What unites these players is the number of games played. All play over 30 games in a league season, regularly. The measure of a player's importance, or influence, can maybe be quantified by the number of games played. If a manager -- a greater judge of a player's contribution than any fan -- continues to play the player, then surely he must deem him influential?
What does this say about Zelalem? Well, yes, he may indeed not "play a telling pass", or score goals, or win aerial duels and tackles, but that's not his role.
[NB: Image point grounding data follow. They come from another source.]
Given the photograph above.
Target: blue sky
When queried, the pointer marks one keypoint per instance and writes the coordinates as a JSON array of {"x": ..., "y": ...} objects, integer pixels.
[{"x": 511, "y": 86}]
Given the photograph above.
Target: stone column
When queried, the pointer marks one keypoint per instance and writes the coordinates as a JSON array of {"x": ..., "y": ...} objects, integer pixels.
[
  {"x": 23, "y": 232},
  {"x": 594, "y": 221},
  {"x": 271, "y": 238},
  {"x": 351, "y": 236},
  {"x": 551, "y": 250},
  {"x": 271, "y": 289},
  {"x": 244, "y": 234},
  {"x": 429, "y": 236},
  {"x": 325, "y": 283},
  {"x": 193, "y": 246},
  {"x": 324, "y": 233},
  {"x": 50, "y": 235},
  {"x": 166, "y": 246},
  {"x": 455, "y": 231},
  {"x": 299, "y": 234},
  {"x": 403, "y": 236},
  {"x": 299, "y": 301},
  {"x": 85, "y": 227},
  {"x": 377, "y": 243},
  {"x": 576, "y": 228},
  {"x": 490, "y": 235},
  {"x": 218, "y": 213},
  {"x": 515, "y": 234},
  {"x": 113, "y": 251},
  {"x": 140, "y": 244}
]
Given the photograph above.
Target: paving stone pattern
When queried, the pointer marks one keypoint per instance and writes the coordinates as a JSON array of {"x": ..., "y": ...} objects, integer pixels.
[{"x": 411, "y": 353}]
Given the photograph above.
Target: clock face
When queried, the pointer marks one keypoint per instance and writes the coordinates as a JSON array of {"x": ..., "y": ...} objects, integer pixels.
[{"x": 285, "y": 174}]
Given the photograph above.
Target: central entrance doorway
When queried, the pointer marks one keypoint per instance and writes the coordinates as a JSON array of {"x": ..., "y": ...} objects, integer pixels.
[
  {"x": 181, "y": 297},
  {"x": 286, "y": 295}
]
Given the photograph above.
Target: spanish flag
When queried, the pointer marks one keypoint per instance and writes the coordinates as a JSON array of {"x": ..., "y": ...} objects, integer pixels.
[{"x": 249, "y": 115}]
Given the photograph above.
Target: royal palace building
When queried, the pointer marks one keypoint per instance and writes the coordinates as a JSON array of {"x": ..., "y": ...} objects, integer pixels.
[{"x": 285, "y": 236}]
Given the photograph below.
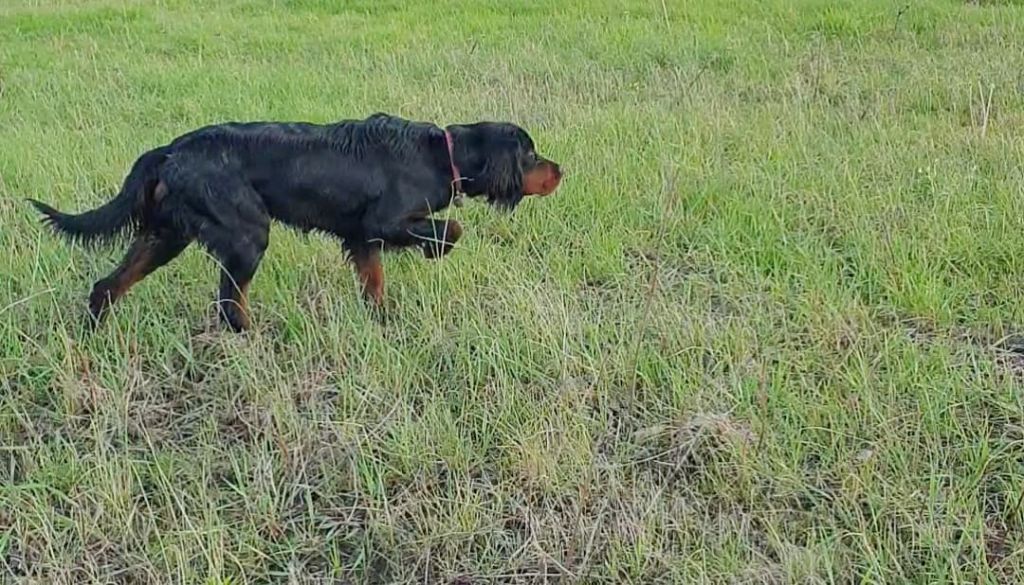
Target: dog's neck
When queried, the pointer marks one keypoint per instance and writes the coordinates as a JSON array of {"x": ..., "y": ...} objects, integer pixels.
[{"x": 456, "y": 175}]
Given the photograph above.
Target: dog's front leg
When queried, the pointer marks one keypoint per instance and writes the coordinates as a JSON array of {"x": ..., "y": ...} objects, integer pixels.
[{"x": 435, "y": 237}]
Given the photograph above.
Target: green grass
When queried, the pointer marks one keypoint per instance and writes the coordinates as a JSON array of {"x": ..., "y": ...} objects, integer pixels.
[{"x": 759, "y": 335}]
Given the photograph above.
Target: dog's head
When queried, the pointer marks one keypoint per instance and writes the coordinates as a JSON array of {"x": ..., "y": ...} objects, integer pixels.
[{"x": 500, "y": 161}]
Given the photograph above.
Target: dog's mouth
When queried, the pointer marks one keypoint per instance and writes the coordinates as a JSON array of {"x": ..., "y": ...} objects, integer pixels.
[{"x": 543, "y": 180}]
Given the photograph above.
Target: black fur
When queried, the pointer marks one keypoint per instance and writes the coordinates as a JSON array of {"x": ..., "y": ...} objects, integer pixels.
[{"x": 372, "y": 182}]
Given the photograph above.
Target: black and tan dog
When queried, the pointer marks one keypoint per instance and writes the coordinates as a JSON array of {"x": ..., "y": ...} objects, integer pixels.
[{"x": 373, "y": 183}]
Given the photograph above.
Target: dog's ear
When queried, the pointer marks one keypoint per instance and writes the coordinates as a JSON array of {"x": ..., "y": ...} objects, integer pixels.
[{"x": 503, "y": 176}]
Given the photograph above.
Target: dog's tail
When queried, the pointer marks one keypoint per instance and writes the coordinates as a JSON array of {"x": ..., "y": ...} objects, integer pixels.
[{"x": 122, "y": 212}]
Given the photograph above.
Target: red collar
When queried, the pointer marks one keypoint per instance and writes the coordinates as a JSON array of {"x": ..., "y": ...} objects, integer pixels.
[{"x": 456, "y": 175}]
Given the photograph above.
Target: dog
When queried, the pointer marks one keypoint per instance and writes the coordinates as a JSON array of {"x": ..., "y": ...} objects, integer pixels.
[{"x": 373, "y": 183}]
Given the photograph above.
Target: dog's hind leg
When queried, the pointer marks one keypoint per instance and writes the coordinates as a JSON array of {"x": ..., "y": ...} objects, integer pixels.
[
  {"x": 148, "y": 251},
  {"x": 366, "y": 258}
]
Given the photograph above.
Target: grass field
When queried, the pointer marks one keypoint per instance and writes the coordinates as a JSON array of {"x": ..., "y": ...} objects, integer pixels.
[{"x": 765, "y": 332}]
He is a Metronome; his influence is more subtle and, in my view, important than that; to recyce possession, create space, dictate the tempo. (I'd like to judge him on number of passes, accuracy of those passes, but these stats are not available in the Scottish Championship -- and simply counting from the stands is not going to do it for me!) Even if we to judge him on assists, he doesn't do that badly, contributing 4 assists in 15 games (and 8 in all competitions). But, perhaps the best judge of his influence is the fact that Mark Warburton has played him in 85% of games this season.
The Metronome is a unique role, often overlooked because they don't get the glory, or their contribution is not as visible. Nevertheless, the most successful sides of the last decade have utilised this role to great effect, overlooking a lack of goals and assists, preferring control of possession and tempo. Some of the best players in the world have adapted to this role, sacrificing individual glory for the needs of the team. It's time to recognise the positive influence Zelalem makes to Rangers, instead of criticising him for not conforming to out-dated, preconceived ideas of what a midfielder is 'supposed to do'.
Times have changed: the box-to-box player is obsolete. Players are defined not by their position, but by what they can do. Let's catch up with the rest of the world.